In such a case, the average inaccuracy wouldn't be 3%; if the supplier had the capability to calculate their weights so exactly that every package was no more or less than 3% underweight, the regulatory agency would presumably insist on 0% inaccuracy. Instead, the supplier would pick an inaccuracy between 0% and 3% such that they would be certain that enough of their packages would be less than 3% inaccurate.

Any supplier which did not do so wisely might get away with it for a time, but would eventually put out a sub-par product and presumably be penalized for it. Even a self-interested person will build a margin of error to ensure that they are never found to be noncompliant. These margins may be different for different suppliers - if the agency makes regulations with the intent of keeping barriers to entry low, it will allow a wider margin of error so as not to exclude potential suppliers without affordable access to super-precise measurement technology, allowing suppliers with it to choose an inaccuracy which is allowed by regulation but still safe for them. While more difficult, a remedy to this issue may be to additionally regulate on intent (e.g. an internal email saying "let's aim for 2% inaccuracy, we can get away with it" would be evidence of wrongdoing) or known ability (e.g. holding suppliers with better measurement capability to a higher standard).

To return to forum posting: rational trolls will not break every unwritten rule while perfectly respecting all of the written ones, because they likely can't be precise enough to do so consistently. Irrational trolls will try, fail, and be punished for it. Some trolls are better at staying close to the line without crossing it than others; moderators may want to hold these folks to higher standards or simply add a provision to punish those they believe to be acting within the rules but without good faith.

This is a good comment. I wonder how much regulator agencies do do that kind of thinking. It's the sort of "here's an interesting problem someone had, and here's the interesting solution" story that I'd be interested in reading about, and would weakly expect to reach high visibility in my social circles if someone wrote an article about it. So I guess this is weak evidence that they don't do that? But I'm certainly not confident one way or the other, and I'm interested in learning more.

You're right about the forum trolls; the 0.6 line is likely to cull some of them, and permitting an amount of arbitrariness in moderation will help cull others.

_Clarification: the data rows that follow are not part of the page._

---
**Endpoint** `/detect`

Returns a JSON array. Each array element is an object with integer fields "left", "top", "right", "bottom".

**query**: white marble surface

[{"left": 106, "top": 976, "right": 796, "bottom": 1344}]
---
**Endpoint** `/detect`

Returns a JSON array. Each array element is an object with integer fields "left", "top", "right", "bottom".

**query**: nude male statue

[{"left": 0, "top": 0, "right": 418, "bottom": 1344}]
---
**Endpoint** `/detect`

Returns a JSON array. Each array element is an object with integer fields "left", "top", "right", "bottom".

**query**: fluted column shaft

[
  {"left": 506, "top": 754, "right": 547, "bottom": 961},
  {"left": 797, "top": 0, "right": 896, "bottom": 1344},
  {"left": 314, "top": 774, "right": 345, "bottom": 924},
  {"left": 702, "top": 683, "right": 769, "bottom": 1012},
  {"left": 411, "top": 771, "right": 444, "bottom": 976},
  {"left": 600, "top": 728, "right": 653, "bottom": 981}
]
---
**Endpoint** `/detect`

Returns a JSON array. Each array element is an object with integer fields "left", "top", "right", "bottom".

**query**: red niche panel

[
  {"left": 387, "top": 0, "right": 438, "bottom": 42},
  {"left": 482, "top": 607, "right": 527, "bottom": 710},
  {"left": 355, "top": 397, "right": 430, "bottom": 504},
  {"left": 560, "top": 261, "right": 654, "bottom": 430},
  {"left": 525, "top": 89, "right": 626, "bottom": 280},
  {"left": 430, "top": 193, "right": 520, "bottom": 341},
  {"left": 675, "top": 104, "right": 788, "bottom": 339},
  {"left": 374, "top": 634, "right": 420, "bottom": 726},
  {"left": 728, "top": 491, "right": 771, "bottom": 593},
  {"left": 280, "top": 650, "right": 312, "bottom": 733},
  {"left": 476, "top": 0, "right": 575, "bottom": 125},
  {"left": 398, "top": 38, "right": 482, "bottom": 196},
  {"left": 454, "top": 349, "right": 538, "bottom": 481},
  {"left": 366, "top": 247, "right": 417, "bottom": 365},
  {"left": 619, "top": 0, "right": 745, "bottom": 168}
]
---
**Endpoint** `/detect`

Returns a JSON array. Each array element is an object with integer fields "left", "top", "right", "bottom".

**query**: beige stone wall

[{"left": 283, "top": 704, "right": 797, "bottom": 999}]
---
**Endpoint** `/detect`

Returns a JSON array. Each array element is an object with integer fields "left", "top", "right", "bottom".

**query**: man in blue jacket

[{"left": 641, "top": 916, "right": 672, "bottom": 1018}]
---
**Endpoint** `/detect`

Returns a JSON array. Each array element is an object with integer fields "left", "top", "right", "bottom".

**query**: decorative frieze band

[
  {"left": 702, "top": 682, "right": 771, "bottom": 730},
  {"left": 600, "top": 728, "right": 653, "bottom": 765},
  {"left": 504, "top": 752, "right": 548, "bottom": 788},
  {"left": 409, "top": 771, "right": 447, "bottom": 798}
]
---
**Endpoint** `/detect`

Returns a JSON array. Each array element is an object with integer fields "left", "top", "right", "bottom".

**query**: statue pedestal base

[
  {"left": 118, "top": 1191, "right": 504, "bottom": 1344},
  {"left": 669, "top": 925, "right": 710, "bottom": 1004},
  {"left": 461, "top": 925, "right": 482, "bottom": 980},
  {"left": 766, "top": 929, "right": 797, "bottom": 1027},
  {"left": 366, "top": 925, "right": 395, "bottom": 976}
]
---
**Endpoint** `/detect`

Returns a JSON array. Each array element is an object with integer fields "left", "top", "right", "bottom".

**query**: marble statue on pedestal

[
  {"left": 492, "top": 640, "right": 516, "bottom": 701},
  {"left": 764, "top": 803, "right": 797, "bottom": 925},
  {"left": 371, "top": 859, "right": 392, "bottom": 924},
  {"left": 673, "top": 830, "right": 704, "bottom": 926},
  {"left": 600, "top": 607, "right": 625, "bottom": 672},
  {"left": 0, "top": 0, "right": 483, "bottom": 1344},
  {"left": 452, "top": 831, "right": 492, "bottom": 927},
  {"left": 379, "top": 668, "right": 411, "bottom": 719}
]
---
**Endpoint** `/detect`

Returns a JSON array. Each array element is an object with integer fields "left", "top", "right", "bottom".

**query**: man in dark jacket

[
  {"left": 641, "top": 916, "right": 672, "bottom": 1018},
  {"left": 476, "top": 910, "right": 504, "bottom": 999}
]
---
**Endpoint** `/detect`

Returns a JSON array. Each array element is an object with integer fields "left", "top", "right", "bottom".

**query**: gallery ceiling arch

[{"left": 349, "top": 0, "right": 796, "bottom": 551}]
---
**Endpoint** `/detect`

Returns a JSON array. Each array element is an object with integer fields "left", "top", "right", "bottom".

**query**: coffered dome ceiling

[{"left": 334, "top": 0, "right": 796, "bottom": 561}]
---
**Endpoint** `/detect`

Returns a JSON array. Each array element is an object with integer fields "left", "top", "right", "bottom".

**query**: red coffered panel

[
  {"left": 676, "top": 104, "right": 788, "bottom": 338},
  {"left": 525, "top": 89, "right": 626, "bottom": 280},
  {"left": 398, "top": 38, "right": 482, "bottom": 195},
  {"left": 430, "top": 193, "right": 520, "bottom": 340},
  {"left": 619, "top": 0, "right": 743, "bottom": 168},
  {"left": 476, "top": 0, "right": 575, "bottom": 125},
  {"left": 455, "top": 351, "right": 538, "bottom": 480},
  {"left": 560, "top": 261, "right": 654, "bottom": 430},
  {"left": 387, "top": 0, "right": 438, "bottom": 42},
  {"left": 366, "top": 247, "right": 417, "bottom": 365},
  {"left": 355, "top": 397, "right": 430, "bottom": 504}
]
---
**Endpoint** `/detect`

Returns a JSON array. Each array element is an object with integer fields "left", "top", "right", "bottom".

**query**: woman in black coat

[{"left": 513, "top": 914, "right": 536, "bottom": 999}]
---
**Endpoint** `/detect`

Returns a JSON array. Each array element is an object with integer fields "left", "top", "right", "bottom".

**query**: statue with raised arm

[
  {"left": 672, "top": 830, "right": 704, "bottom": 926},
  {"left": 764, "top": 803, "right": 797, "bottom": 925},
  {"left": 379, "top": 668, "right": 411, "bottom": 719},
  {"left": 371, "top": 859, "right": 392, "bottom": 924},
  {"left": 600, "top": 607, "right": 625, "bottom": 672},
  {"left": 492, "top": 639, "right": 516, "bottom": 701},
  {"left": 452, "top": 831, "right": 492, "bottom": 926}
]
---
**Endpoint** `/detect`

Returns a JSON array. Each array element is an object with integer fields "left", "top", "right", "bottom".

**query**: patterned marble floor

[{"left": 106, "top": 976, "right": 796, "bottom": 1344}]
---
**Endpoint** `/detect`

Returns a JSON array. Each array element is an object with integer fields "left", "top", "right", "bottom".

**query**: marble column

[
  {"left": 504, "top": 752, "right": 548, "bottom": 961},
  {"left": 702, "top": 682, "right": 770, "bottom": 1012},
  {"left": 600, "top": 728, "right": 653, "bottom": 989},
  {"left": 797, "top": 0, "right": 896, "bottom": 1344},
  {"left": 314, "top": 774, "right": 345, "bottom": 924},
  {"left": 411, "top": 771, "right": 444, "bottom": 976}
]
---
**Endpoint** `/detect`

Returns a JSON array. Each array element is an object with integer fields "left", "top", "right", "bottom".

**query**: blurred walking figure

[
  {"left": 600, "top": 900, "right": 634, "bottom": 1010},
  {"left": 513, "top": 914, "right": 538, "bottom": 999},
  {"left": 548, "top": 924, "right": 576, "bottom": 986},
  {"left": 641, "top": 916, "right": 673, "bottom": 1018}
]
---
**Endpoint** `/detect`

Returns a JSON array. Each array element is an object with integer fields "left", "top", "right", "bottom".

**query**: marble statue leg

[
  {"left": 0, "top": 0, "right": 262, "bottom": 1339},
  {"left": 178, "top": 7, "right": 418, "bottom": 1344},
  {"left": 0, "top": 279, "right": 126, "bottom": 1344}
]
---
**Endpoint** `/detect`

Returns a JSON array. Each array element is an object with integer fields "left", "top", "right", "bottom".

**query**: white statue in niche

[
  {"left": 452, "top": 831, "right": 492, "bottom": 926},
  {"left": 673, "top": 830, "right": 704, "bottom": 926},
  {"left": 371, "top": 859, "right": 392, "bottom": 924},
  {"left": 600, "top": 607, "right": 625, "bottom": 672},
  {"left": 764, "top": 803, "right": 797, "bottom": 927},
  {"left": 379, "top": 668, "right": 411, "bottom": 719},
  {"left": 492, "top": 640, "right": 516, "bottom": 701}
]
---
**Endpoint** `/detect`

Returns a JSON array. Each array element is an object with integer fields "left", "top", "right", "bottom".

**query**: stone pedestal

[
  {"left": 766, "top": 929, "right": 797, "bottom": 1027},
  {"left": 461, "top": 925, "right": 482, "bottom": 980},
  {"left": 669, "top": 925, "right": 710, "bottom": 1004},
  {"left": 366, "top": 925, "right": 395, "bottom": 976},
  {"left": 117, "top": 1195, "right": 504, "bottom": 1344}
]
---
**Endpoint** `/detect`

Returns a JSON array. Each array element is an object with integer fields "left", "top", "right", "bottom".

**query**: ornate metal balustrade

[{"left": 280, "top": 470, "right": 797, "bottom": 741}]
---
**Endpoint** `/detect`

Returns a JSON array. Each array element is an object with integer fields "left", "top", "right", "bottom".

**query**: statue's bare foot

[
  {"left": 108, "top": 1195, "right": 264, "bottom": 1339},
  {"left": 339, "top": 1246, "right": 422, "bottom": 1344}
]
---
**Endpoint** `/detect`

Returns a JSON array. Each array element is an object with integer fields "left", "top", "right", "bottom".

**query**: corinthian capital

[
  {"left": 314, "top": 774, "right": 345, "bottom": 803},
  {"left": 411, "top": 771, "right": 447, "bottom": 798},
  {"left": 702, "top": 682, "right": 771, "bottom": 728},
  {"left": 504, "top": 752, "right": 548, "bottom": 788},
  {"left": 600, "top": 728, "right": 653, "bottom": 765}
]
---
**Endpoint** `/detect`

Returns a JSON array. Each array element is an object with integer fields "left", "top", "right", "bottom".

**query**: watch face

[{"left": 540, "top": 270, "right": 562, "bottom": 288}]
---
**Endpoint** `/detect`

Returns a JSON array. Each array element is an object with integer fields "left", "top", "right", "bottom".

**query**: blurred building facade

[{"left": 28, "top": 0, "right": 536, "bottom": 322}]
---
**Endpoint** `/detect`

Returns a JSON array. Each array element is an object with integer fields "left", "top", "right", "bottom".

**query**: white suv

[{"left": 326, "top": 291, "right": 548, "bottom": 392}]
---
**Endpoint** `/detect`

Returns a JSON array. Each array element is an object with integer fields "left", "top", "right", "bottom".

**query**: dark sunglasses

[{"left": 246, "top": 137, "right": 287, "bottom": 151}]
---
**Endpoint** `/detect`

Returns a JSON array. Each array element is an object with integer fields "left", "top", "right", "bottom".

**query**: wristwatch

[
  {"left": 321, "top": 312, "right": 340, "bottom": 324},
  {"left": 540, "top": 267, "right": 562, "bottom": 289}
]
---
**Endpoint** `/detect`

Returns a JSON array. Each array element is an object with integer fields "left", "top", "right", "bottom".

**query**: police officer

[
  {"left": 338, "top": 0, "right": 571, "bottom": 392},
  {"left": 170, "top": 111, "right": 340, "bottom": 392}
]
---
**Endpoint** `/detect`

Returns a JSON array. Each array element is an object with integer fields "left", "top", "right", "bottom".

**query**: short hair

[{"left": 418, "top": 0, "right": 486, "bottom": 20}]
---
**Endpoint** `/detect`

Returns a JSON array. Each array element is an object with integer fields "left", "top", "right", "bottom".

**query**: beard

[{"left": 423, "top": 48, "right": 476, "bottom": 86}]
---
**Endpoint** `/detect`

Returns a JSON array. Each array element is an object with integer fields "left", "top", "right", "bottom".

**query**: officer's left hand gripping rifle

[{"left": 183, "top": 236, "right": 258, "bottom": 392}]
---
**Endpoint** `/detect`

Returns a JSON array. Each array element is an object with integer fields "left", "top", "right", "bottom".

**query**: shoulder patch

I think the thing I'm trying to point at is still a relevant thing to keep in mind, but it's not as clear-cut as I described.

>I wonder how much regulator agencies do do that kind of thinking.

They might do (civil services are generally more careful than you'd expect), or it may emerge as they adjust their rules in response to what companies do.

I find this easier to parse from a non-neutral perspective: If all bad comments are (currently) overtly bad, you might think we could ban overt bad comments and win at moderation. But in fact, once the ban is in effect, the bad commenters might switch to covert bad comments instead.

The ban isn't necessarily wrong, but this effect has to be considered in the cost-benefit analysis.

>If you say "food weights must be within 3% of what's on the packaging", then they'll be 3% below.

How about "within 3%, and with an average no lower than the printed weight"? That seems it would work for a lot of different levels of precision on the part of the company.

That's the correct solution for food weights, but this is sort of beyond philh's point, which is just that those you govern will adapt their behavior to the rules you put in place.

In US law*, restrictions on speech can be content-based (e.g. banning white supremacist content, even if it's polite) or content-neutral (e.g. banning insults by anyone). I think it maps rather well onto what you're describing and is a better dichotomy than libertarian vs. non-libertarian.